Curles Neck Plantation (also known as Curles Neck Farm) is located between State Route 5 and the north bank of the James River in the Varina district of Henrico County, Virginia. One of the great James River Plantations, Curles Neck has remained in active use for almost 400 years and remains a privately owned working farm which is not currently open to the public.
As "Curles Neck Farm", a 5600-acre property was listed on the U.S. National Register of Historic Places in 2009.
In November 1635, a year after the formal designation of Henrico County as one of 8 shires (or counties) in the Virginia Colony, a land patent for 750 acres (3.0 km2) was granted to Captain Thomas Harris, who had apparently served under Sir Thomas Dale. The tobacco farm was referred to by early settlers as "Longfield", but soon thereafter became known as Curles Neck. Captain Harris served in the House of Burgesses at Jamestown as a Burgess for Curles Neck.

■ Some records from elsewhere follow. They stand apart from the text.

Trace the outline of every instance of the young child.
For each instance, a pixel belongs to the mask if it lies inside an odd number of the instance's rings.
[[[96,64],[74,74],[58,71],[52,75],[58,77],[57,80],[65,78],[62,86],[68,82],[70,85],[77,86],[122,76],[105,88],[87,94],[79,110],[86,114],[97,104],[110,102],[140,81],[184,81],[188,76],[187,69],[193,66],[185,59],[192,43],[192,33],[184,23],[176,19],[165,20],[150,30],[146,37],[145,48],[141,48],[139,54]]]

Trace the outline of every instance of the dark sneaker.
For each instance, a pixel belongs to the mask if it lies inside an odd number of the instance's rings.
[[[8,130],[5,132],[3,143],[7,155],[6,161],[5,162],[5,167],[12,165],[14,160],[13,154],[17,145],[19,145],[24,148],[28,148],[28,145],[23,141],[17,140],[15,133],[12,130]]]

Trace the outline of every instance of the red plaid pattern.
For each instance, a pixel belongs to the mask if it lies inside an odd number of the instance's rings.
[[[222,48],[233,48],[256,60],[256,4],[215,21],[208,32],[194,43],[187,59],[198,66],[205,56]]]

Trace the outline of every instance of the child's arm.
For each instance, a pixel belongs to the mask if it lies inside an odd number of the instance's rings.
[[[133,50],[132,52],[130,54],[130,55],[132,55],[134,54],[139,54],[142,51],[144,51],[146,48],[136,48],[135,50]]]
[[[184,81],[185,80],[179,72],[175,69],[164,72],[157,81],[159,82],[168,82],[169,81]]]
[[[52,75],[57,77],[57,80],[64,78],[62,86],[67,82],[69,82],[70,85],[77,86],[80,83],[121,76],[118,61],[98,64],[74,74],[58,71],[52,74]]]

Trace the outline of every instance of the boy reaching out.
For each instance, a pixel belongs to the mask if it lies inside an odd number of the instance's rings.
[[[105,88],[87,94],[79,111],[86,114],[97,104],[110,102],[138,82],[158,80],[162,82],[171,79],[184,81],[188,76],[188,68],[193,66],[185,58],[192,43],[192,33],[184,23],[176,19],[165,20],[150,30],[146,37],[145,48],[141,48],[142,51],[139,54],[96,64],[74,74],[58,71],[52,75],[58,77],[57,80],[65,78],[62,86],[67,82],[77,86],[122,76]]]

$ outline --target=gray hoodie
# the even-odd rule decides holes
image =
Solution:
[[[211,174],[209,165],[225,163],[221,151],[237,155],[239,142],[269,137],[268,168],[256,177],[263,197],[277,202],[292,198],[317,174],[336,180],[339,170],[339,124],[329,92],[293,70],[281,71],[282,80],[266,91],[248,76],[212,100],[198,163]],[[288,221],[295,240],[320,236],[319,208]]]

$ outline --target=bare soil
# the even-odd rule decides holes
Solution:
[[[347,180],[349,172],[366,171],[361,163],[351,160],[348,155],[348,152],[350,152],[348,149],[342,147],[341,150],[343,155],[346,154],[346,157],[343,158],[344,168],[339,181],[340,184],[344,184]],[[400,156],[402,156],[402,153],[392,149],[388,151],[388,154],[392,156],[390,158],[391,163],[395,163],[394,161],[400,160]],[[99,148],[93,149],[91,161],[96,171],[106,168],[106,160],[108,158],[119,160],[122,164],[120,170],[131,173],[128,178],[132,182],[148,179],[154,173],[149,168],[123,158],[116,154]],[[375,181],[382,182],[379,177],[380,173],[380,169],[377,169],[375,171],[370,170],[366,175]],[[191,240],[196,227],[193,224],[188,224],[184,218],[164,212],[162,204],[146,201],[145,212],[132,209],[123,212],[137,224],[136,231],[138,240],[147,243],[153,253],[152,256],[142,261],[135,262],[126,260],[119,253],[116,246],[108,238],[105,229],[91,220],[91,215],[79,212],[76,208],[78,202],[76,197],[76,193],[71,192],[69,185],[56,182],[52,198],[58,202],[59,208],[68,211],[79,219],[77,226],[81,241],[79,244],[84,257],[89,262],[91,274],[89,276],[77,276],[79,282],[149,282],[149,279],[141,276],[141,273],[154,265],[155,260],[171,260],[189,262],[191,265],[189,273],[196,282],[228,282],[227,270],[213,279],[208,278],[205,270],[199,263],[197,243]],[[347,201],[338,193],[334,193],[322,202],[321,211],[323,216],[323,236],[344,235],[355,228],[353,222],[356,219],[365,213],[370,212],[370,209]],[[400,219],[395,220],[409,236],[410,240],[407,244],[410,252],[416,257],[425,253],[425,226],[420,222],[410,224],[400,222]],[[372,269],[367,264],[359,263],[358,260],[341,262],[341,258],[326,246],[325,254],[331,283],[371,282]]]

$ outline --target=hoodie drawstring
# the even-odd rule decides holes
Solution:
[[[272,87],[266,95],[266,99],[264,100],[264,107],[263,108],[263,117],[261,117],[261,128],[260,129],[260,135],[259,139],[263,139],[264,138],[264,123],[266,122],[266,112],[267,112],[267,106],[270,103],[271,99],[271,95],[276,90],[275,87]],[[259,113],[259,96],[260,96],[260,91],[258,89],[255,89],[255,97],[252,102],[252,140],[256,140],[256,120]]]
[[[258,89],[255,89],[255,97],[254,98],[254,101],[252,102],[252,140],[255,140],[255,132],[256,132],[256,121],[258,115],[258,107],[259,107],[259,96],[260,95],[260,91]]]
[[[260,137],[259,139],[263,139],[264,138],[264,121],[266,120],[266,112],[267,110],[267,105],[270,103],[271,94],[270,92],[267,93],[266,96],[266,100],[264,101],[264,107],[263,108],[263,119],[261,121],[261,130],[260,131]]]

The source of the name Curles Neck is unknown. Many people thought that the name derived from the meandering sweeping curves of the tidal James River in the area, which can clearly be seen by map. However, the family name of Curle is recorded in various grants over a span of one hundred years in the books at the State Land Registry Office. A prominent representative of that family was the patriot Wilson Roscow Curle of the Revolutionary era.

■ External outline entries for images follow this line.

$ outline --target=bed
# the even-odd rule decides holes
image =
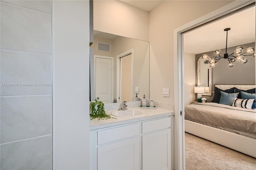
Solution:
[[[238,90],[239,93],[244,94],[251,92],[255,85],[216,85],[215,91],[232,88],[236,90],[230,93],[240,90],[243,92]],[[215,94],[213,100],[217,97]],[[184,111],[186,132],[256,158],[256,109],[206,103],[185,106]]]

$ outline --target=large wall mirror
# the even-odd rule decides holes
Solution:
[[[91,96],[105,103],[134,101],[135,93],[149,99],[149,42],[96,30],[93,42]]]
[[[202,95],[211,96],[212,67],[207,59],[200,57],[197,60],[197,86],[208,87],[206,88],[206,92]]]

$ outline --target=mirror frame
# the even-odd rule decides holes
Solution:
[[[200,61],[202,59],[202,56],[197,60],[197,86],[200,86]],[[204,96],[212,95],[212,67],[209,65],[209,92],[202,93]]]

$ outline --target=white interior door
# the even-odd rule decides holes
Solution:
[[[112,103],[113,58],[94,55],[95,97],[104,103]]]
[[[132,54],[122,57],[120,62],[120,99],[121,101],[132,101]]]

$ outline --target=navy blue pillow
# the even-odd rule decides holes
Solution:
[[[230,89],[223,90],[215,87],[215,89],[214,89],[214,96],[213,97],[213,99],[211,102],[217,103],[220,102],[221,91],[228,93],[233,93],[235,92],[235,87],[232,87]]]
[[[219,104],[231,106],[234,103],[235,98],[238,95],[238,93],[228,93],[220,91],[220,99]]]
[[[254,99],[253,104],[252,104],[252,108],[256,109],[255,105],[255,93],[249,93],[244,92],[242,91],[241,92],[241,98],[242,99]]]
[[[236,93],[239,92],[239,94],[238,95],[238,99],[242,99],[242,96],[241,95],[241,91],[244,91],[244,92],[248,93],[255,93],[255,88],[249,89],[247,90],[240,90],[240,89],[238,89],[236,87],[235,87],[235,92]]]

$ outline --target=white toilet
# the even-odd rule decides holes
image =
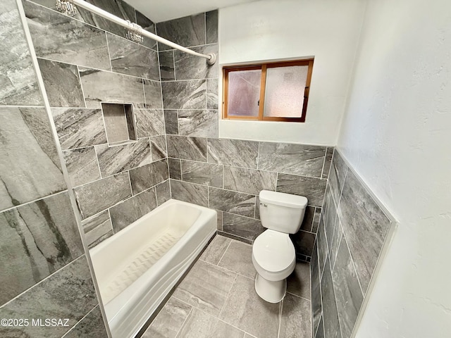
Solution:
[[[252,263],[257,270],[255,291],[266,301],[278,303],[285,296],[286,278],[295,270],[296,253],[288,234],[299,230],[307,199],[261,190],[260,219],[267,228],[254,241]]]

In the early 1670s, the property was owned by Nathaniel Bacon. The colonists in outlying locations such as those in Henrico and the Northern Neck came into conflict with the Colony's Royal Governor, Sir William Berkeley over taking reprisal action for alleged thefts by the Native Americans. In 1676, the tension erupted into a conflict between the colonists known as Bacon's Rebellion. Governor Berkeley was forced to retreat from Jamestown to the join loyalists on the Eastern Shore. Bacon fell ill and died in Gloucester, and the rebellion fell apart. In the aftermath, two dozen colonists were tried and hanged by Governor Berkeley. After Nathaniel Bacon was found guilty of treason post-mortem, his property was confiscated by the Crown, and later resold to William Randolph.